Entretien avec l'un de ces "Déboulonneurs" qui veulent raser les "4 par 3" présents dans nos villes.
Lyon Capitale. En tant que militant anti-pub vous comparaissez devant le tribunal de police pour avoir écrit des slogans sur des panneaux publicitaires. C'est un bon coup de pub pour vous !
Bertille Darragon : C'est notre objectif. Car à l'origine la publicité signifie rendre public. Mais actuellement, les pubs n'apportent plus une information sur le produit. C'est devenu un dangereux matraquage qui incite à la surconsommation, au gaspillage tout en véhiculant des messages individualistes et machistes.
La pub semble admise par la majeure partie de la population, pourquoi la contestez-vous ?
Une précision : selon un récent sondage, 73% de la population trouve que la publicité est trop envahissante. Dans notre action militante, on ne fait que retranscrire cette idée, en mettant le débat sur la place publique. Notre objectif n'est pas la suppression de la pub mais sa limitation en taille et en nombre. On s'attaque particulièrement aux "4 par 3" (ces grands panneaux publicitaires de huit à douze mètres carrés, ndlr), car c'est la forme de publicité qu'on subit le plus. On peut toujours éteindre la télé ou fermer son journal mais il est difficile de ne pas croiser un de ces panneaux. Alors que s'ils étaient limités à un format de 50x70 cm, la pub retrouverait son rôle de vecteur d'informations.
La publicité permet de financer des journaux, des sites d'infos,... En tant que militant anti-pub, vous vous interdisez de lire ses médias ?

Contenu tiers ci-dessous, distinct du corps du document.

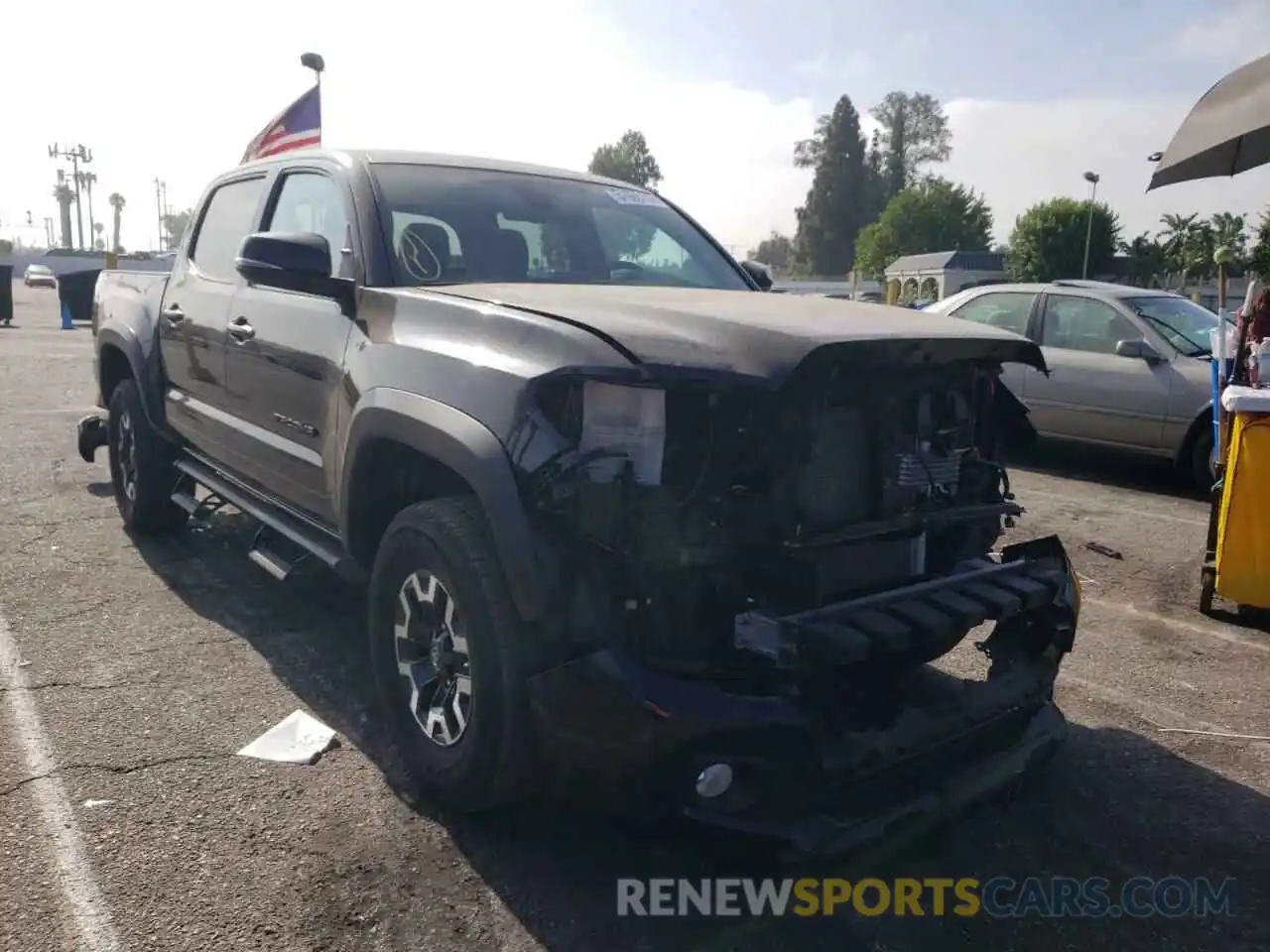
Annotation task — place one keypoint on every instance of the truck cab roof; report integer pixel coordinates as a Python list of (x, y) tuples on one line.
[(395, 157)]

Personnellement, j'évite les journaux financés par la pub, je n'ai pas la télé et je n'écoute que France Culture. Je suis prête à payer plus cher mon journal pour qu'il n'y ait pas de pub. Par ailleurs, c'est une illusion de penser que la pub permet la gratuité. Au final, le consommateur la paye !
Vous vous en prenez au publicitaire JC Decaux mais pas à la ville de Lyon qui a autorisé l'implantation de ces panneaux...
On n'a rien contre Decaux en particulier. On souhaite surtout interpeller les pouvoirs publics en nous en prenant au type de panneau que l'on souhaite voir supprimer. Les députés peuvent modifier la loi qui autorise l'installation des "4 par 3". Mais les maires sont aussi responsables puisqu'ils peuvent prendre des arrêtés les interdisant dans leur commune... et pas seulement autour des monuments historiques !
En dégradant les panneaux publicitaires, c'est-à-dire en commettant un acte illégal, vous demandez un changement de la loi sur la pub. N'y a-t-il pas des moyens légaux pour atteindre le même but ?
Tous les moyens légaux pour protester contre l'invasion publicitaire ont échoué. Rien de concret ne se produit. Le dernier recours consiste à s'en prendre directement aux publicités, en assumant individuellement nos actes. C'est une véritable action de désobéissance civile puisque nous la commettons à visages découverts en acceptant l'interpellation de la police. Barbouiller la pub est pour nous un devoir citoyen. Face à une mobilisation contre la publicité, les politiques seront forcés de réagir.
Les Déboulonneurs : Ils dégradent les affiches 4X3
Les Déboulonneurs veulent faire "tomber la pub de son piédestal", en militant pour la suppression de tous les grands panneaux de huit à douze mètres carrés. Leur méthode : le barbouillage de ces "4 par 3". Huit collectifs sont en activité dans les principales villes de France. Le groupe de Lyon, d'une vingtaine de personnes, a déjà conduit six sorties de barbouillage. Celle du 27 janvier dernier, qui s'est déroulée place Kléber (Lyon 6e), leur vaut d'être poursuivis, suite à une plainte déposée par JC Decaux. Un prochain procès est prévu le 4 juin pour une action commise en mai 2005.